In the summer when the temperatures are rising most individuals are prone to wearing as little clothing as possible to help keep cool. However, the less clothing you have on, the more skin you have available for mosquitoes to chomp on. Try to cover exposed skin as much as possible by wearing long-sleeved shirts and pants. Visit your local sporting goods store for light weight summer clothing to help you keep cool and bite-free.

You will also want to treat your clothing and other outdoor gear with insecticide to boost protection from pests this summer. Applying permethrin to fabric as directed can keep the bugs away for four to six washings.

You’re inviting mosquitoes into your home

Do you have a tendency to keep your doors open in the summer? While you may be trying to add in some fresh air, you could also be unintentionally inviting mosquitoes into your home. By installing and lowering window and door screens, you can open up your home to the smells and sounds of summer, without the unwanted guests. When traveling to subtropical and tropical regions, a bed net may be essential to add to your packing list.

You’re turning off the fans

You may be tempted to turn off the fans during a picnic to avoid blowing your decorations, napkins, and dinnerware away. However, fans can do more than keep you cool in the summer; they can also work as an effective insect-repellent. Dr. Stephen Gluckman, MD, of Penn Travel Medicine explains, “Mosquitoes don’t have strong enough wing strength to fly in that environment and it’s a very effective way to decrease the chance of getting bitten.”

You’re spending too much time near the water

Many of us love to spend time near the water during these hot days of summer. While spending time in the pool or by the ocean may seem fine, you still need to be mindful of freestanding water as they are a prime spot for mosquitoes to lay their eggs. Breeding grounds may include:

  • Pool covers
  • Old tires
  • Trash cans
  • Roof gutters
  • Drain pipes
  • Bird baths

Try to empty, cover, or clean these water-collecting surfaces frequently to decrease the number of mosquitoes squatting in your yard.

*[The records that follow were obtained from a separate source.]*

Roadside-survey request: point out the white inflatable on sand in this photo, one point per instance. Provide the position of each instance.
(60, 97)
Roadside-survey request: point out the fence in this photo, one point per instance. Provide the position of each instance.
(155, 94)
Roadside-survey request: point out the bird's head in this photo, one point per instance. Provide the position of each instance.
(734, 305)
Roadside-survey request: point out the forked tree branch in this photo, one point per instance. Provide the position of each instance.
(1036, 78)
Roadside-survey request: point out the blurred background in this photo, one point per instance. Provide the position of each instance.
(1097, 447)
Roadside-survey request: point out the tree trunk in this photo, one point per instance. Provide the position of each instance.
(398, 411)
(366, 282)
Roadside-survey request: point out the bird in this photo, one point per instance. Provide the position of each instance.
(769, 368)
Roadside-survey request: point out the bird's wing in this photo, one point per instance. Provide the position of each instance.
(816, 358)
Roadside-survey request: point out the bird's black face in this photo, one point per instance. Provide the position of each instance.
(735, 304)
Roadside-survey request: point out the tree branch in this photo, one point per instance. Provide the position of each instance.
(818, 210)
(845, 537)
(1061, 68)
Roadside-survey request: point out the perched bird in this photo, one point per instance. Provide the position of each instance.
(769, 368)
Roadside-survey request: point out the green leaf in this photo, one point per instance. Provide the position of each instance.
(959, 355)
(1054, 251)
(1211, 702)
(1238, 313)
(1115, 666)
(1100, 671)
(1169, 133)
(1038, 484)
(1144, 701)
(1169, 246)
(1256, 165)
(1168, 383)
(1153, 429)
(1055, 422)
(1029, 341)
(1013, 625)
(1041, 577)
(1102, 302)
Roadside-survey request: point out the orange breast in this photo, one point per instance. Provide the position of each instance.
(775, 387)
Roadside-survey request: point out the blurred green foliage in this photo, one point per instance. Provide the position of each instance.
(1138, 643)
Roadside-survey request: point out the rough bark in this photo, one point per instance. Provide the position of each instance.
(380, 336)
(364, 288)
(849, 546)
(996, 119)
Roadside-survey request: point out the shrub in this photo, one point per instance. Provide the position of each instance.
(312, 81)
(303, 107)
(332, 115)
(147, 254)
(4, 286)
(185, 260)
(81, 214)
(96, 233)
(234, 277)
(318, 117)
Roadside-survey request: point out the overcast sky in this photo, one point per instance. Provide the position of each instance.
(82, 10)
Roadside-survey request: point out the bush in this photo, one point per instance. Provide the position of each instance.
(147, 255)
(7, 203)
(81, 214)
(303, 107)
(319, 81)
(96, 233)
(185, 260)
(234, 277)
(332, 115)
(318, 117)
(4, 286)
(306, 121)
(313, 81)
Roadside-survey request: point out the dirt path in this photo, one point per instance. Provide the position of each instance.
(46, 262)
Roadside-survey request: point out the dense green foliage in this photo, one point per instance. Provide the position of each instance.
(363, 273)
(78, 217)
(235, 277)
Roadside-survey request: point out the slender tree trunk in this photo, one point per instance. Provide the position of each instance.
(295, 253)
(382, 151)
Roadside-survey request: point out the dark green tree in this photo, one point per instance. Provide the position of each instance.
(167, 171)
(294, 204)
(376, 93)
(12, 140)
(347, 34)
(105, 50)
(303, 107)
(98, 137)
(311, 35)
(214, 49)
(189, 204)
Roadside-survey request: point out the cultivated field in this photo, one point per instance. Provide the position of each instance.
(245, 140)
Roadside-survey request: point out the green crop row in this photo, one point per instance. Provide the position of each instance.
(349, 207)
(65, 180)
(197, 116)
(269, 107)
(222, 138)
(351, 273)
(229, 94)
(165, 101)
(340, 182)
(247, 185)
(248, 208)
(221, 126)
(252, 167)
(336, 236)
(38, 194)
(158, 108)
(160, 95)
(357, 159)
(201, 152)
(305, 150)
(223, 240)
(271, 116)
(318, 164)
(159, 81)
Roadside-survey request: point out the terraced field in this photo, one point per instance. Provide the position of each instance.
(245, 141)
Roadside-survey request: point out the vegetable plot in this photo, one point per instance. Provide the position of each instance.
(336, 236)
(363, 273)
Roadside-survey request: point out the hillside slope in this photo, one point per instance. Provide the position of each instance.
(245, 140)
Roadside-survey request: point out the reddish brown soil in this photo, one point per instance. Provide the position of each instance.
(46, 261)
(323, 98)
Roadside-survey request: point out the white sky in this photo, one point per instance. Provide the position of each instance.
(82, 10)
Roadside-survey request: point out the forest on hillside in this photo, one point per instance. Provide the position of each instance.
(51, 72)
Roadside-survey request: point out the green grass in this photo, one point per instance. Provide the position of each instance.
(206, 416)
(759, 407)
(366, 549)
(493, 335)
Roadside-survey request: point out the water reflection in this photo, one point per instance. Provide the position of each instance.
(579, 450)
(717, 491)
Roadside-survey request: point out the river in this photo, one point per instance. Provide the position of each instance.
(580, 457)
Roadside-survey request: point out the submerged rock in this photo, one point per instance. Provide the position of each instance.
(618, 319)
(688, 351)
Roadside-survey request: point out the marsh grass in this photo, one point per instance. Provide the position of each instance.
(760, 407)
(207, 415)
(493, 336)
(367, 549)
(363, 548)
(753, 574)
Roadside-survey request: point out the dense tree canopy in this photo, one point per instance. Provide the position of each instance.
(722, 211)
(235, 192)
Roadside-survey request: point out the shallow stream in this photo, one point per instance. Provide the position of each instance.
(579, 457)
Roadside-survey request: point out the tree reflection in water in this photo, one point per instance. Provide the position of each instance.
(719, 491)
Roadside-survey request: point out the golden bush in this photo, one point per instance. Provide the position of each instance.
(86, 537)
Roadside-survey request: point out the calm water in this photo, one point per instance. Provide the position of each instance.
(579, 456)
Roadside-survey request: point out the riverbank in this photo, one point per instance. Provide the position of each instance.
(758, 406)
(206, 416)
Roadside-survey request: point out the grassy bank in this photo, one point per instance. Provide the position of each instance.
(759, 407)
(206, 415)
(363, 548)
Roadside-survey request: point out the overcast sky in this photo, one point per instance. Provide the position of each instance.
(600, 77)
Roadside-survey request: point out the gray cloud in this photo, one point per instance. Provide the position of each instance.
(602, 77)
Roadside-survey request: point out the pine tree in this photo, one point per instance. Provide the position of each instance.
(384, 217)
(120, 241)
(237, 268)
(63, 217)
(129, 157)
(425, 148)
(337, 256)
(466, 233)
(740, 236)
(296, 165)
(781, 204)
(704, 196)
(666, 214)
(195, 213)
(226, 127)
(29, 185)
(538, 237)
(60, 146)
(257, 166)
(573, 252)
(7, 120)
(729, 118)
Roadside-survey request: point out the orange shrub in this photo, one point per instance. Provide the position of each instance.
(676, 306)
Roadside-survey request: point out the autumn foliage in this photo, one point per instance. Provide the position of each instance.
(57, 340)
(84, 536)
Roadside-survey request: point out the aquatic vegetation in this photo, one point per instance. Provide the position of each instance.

Nix the bad bug habits and you’ll minimize your exposure to mosquitoes while making you less bite-worthy to the blood-sucking little creatures. However, it is still important to be mindful of your surroundings and keep on the lookout for mosquitoes. You’ll want to especially keep a keen eye out for those that don white-stripes on their limbs. These treacherous breeds tend to be active during daylight and are infamous for carrying harmful, and sometimes deadly, diseases. If you spot them, take extra precautions to ward off these intrusive pests.

How to Treat Mosquito Bites

If you do get bitten this summer, most mosquito bites will result in swelling and red or reddish-brown bumps that appear anywhere from a few minutes to a day or two after the biting occurs. While these bites may be itchy and irritating, they usually go away within a week and aren’t a serious cause of concern. However, if you notice excessive swelling or develop a low-grade fever, hives, and/or swollen lymph nodes after being bitten, seek medical attention as soon as possible – it could be a sign of a more serious disease or illness.